Showing posts with label WebDAV. Show all posts
Showing posts with label WebDAV. Show all posts

Thursday, 8 November 2007

Unique lock tokens in MySource4

We've recently moved onto designing the new MySource4 locking system. My work on locking during the WebDAV development lead me to the idea of unique lock tokens, which I had not previously considered for the locking system. I never saw a real need for lock tokens to be unique each time a lock is acquired on a resource, but now I have.

In MySource Matrix, each lock you acquire has a unique system-wide lock token that comprises of the asset ID and a lock type (e.g., attributes or linking). Each time that lock is acquired, the same lock token is generated.

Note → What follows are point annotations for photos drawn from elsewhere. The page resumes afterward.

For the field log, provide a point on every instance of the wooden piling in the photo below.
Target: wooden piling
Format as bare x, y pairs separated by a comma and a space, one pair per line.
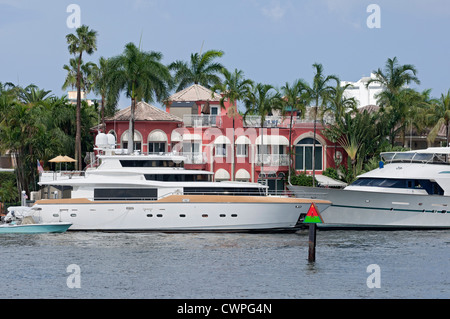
312, 242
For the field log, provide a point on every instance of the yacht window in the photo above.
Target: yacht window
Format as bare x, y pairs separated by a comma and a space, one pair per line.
125, 194
431, 188
178, 177
150, 163
235, 191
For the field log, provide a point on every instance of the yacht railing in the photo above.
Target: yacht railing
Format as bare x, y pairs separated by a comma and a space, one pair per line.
415, 157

MySource4 uses an alternative system where the lock token is always unique over time by using a UUID. This means that when you acquire a lock, MySource4 will give you this lock token and you will need to supply it back to MySource4 when you save. These lock tokens are very random and cannot be guessed. This is the same way WebDAV clients work.

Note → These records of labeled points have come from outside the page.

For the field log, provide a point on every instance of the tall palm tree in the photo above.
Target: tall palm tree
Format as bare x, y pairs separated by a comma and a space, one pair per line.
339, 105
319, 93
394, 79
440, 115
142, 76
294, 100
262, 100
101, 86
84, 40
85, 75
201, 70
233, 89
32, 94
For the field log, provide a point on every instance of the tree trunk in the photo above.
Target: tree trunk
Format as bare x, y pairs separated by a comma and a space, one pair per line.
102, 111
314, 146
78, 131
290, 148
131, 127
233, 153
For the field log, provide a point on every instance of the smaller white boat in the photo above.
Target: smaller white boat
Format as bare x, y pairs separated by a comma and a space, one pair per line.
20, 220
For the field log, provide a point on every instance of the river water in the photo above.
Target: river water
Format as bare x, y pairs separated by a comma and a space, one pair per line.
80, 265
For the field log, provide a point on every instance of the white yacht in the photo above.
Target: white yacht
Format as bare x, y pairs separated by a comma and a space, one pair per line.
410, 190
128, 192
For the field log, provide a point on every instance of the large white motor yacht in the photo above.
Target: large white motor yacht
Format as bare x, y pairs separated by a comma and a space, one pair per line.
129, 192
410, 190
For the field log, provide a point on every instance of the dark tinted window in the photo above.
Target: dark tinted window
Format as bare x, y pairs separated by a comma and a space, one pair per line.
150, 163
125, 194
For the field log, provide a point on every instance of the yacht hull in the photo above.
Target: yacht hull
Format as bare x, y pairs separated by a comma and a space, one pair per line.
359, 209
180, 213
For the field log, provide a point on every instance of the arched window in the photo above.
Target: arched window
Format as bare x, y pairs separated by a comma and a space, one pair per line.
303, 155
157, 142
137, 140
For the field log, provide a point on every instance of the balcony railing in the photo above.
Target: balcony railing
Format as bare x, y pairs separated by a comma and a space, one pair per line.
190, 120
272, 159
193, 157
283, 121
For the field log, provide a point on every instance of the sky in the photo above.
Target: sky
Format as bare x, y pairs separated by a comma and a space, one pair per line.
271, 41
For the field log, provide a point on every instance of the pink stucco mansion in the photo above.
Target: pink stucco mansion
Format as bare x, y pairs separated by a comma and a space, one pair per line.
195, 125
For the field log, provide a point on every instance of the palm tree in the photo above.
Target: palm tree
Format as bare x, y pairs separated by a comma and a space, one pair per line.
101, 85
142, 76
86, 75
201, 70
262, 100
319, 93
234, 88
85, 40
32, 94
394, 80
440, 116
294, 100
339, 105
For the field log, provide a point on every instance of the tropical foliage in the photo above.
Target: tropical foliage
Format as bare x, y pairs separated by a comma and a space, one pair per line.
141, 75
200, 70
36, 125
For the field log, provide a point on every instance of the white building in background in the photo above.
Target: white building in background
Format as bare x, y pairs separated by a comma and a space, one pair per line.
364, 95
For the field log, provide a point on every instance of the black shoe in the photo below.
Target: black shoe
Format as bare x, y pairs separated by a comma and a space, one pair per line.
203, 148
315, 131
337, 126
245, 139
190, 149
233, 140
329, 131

The real difference in these two systems is trust.

In MySource Matrix, if you are logged in as the same user that acquired the lock, you can use that lock to save content. You do not need to supply a lock token so you can log into two different browser sessions and happily lock and save content in each.

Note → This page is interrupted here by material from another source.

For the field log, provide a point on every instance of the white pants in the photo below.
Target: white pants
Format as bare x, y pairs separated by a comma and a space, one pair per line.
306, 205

In MySource4, if you acquire a lock in one browser, you cannot reuse that lock in another. The editing interface (acting as the client here) has to send the unique lock token back to MySource4 to save the content. The editing interface in the second browser will not know the correct lock token, and so the save will fail.

That's really all behind the scenes, and users don't need to worry about that when they lock content. In fact, users never have to explicitly lock content in MySource4, so even though the locking system is more complicated, the end-user experience is greatly simplified. It does stop one important conflict from occurring though; two editors logged in as the same user overriding the content of the other.

Although it is highly discouraged, editors will sometimes log into the system using the same username and password. Even worse, this can happen with the root account. When this happens, the locking system has no way to differentiate between the two editors, and so the locks of one become the locks of the other. This can lead to a situation where both editors are editing the same content at once and the last one to save wins.

In MySource4, once the first editor locks a piece of content, the second editor will see the content as locked because they do not have the correct lock token. So even though these two editors are logged in as the same user, they are treated as different users by the locking system.

This small change will lead to less chance of editing conflicts, including any editing that might take place in a replicated editing environment.

Friday, 5 October 2007

Deleting folders in WebDAV

I was coding up support for the DELETE request in WebDAV and came across yet another difference between Windows and OS X. I had a good run of things "just working" on both operating systems, but I guess it had to come to an end eventually.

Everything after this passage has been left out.